Was "castrating bitch" in the list of roles?
we need to look at group interactions and the roles individuals are playing, not worry about whatever is in a person that invites their playing that role.
I would suggest that we all quit encouraging the role of gatekeeper and giving all the new folks a hard time, including the delurkers. Let's try not responding to whatever criticism of us they choose to make, for whatever reason, and focus on responding to whatever they want to initiate and see if we can't integrate it into what we are doing.
When the chaos persists, a second defense may be erected: the group institutionalizes itself. Instead of personal attributes (sex, race, age) onto which projections may confidently be directed, roles become prominent and formalized. For example, consultants are not heard as potentially useful colleagues in a shared investigation but are invited to become managers of the event. Or those with assertive voices become gurus. . . By institutionalizing itself in this fashion, a large group may believe that it will survive its own inherent destructiveness. But it does so at a cost to the individual, who begins to lose his distinctiveness. Individuals become more a role than a person; they find themselves in an institution that they have not created and to which they do not feel committed. Each individual is either lost in the chaos of the group or institutionalized into subgroups and into limiting and limited roles, and thus depersonalized.

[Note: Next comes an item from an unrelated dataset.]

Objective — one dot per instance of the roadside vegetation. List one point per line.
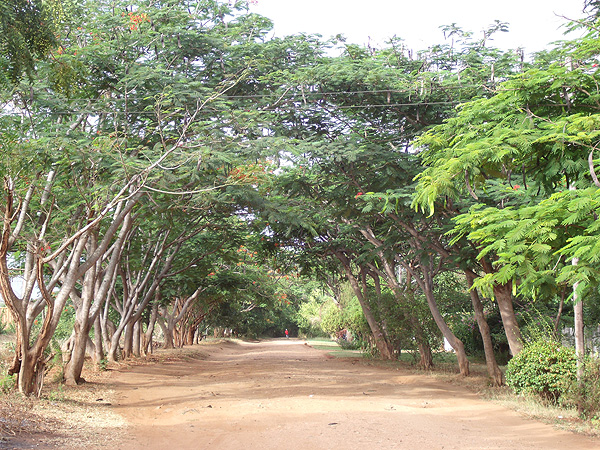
(170, 173)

In this setting, leadership rapidly becomes stereotyped and dull, and the leader's mediating function of enabling work to develop diminishes, producing further frustration. _ (Shapirio & Carr, 1991. Lost in Familiar Places; Creating New Connections between the Individual and Society. New Haven: Yale, 168-9)
From my perspective, tribes tend to form around useful codependencies that may include affinities. In human beings, we seem to survive and dominate our environment by distributing tasks among those of us who can best tolerate a given activity, and hopefully, among those of us who are best equipped for carrying it out. In following this process, we tend for farm our ranks of member's skills for the most gifted among us relative to a specific task.

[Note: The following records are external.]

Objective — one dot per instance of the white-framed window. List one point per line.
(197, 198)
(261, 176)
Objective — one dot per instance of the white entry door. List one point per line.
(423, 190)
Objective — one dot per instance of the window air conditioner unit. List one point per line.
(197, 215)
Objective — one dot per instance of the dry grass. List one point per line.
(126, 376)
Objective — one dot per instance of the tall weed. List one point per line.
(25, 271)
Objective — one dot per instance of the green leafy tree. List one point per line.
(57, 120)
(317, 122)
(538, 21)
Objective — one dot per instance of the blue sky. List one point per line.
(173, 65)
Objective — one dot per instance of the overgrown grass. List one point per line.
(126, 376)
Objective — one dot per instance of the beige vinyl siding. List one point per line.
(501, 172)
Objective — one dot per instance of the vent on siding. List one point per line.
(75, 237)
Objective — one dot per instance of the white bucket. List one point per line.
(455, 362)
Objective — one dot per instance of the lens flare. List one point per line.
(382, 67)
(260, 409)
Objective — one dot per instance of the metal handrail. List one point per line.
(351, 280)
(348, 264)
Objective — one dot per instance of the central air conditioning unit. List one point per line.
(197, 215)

I'm not talking about interacting in a group like you would at a cocktail party or in the bedroom with your lover or in confession. To my way of thingking the nature of your participation and in many cases the nature of your experience isn't about YOU! Its about the GROUP and your role as a MEMBER! These are 2 very different functional roles
Those of you who have become accustomed to my role as the "Cassandra of Affect" may be wondering what affect to attach to what I'm saying.
Gurus are implacable? Gurus aren't swayed by the same forces that govern the rest of mundane human behaviour? Like responding to provocation and getting pissed off? Gurus maintain a blank screen posture? Gurus sit on the boundary - apart from the fray of the interior - and make mysterious, relatively detached (low-affect) pronouncements?

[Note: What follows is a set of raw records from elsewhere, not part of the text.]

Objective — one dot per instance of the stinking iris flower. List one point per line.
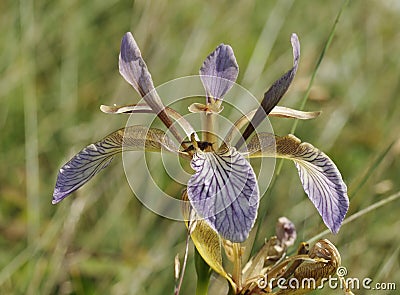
(223, 191)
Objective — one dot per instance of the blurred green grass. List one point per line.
(58, 63)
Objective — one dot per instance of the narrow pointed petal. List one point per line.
(133, 68)
(319, 176)
(224, 192)
(143, 108)
(274, 93)
(95, 157)
(219, 72)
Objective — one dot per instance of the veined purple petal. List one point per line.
(319, 175)
(95, 157)
(224, 191)
(274, 93)
(133, 68)
(219, 72)
(323, 184)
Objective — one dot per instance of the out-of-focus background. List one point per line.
(58, 63)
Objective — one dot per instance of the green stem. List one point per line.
(237, 265)
(209, 129)
(203, 274)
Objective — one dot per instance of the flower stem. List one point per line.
(209, 128)
(237, 265)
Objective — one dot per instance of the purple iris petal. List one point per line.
(274, 93)
(219, 72)
(323, 184)
(224, 192)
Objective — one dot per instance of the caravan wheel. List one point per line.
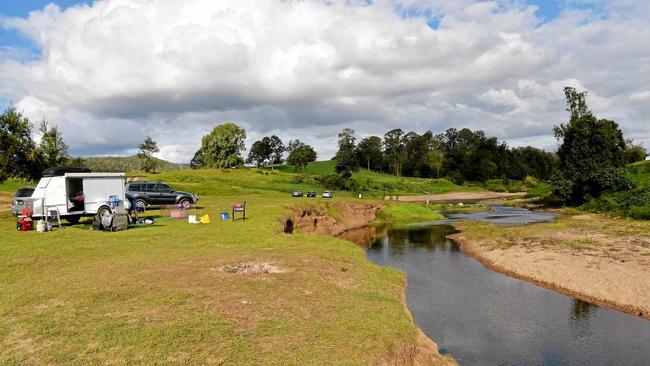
(73, 220)
(103, 211)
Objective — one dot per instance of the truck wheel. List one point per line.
(185, 203)
(73, 220)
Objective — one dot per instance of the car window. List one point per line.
(162, 187)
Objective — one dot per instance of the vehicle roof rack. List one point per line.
(60, 171)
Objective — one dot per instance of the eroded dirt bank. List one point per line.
(591, 257)
(335, 218)
(340, 217)
(455, 196)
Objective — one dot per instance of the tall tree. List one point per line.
(18, 154)
(53, 149)
(277, 150)
(221, 148)
(591, 153)
(370, 154)
(145, 153)
(300, 154)
(394, 149)
(346, 156)
(260, 152)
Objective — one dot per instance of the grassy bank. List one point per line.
(396, 213)
(158, 294)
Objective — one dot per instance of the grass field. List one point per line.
(164, 294)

I'm more interested in what operates in this group to both draw gurus in (they are drawn in here, for some reason) and how the group functions to dismantle them, and why the group does this. Yes, it's something about authority and power and a whole lot of ambivalence
While I'm at it, let me make a brief point about the "guru" label. That term just happens to be handy and useful when referring to the cohort of behaviors associated in our minds with the concept of maintaining control. Control over self. While I would argue that I don't really aspire to be a guru for the group; I would quickly add that I do aspire to be in control of myself and my feelings so that I assist rather than resist discussion here. In that context, call me guru.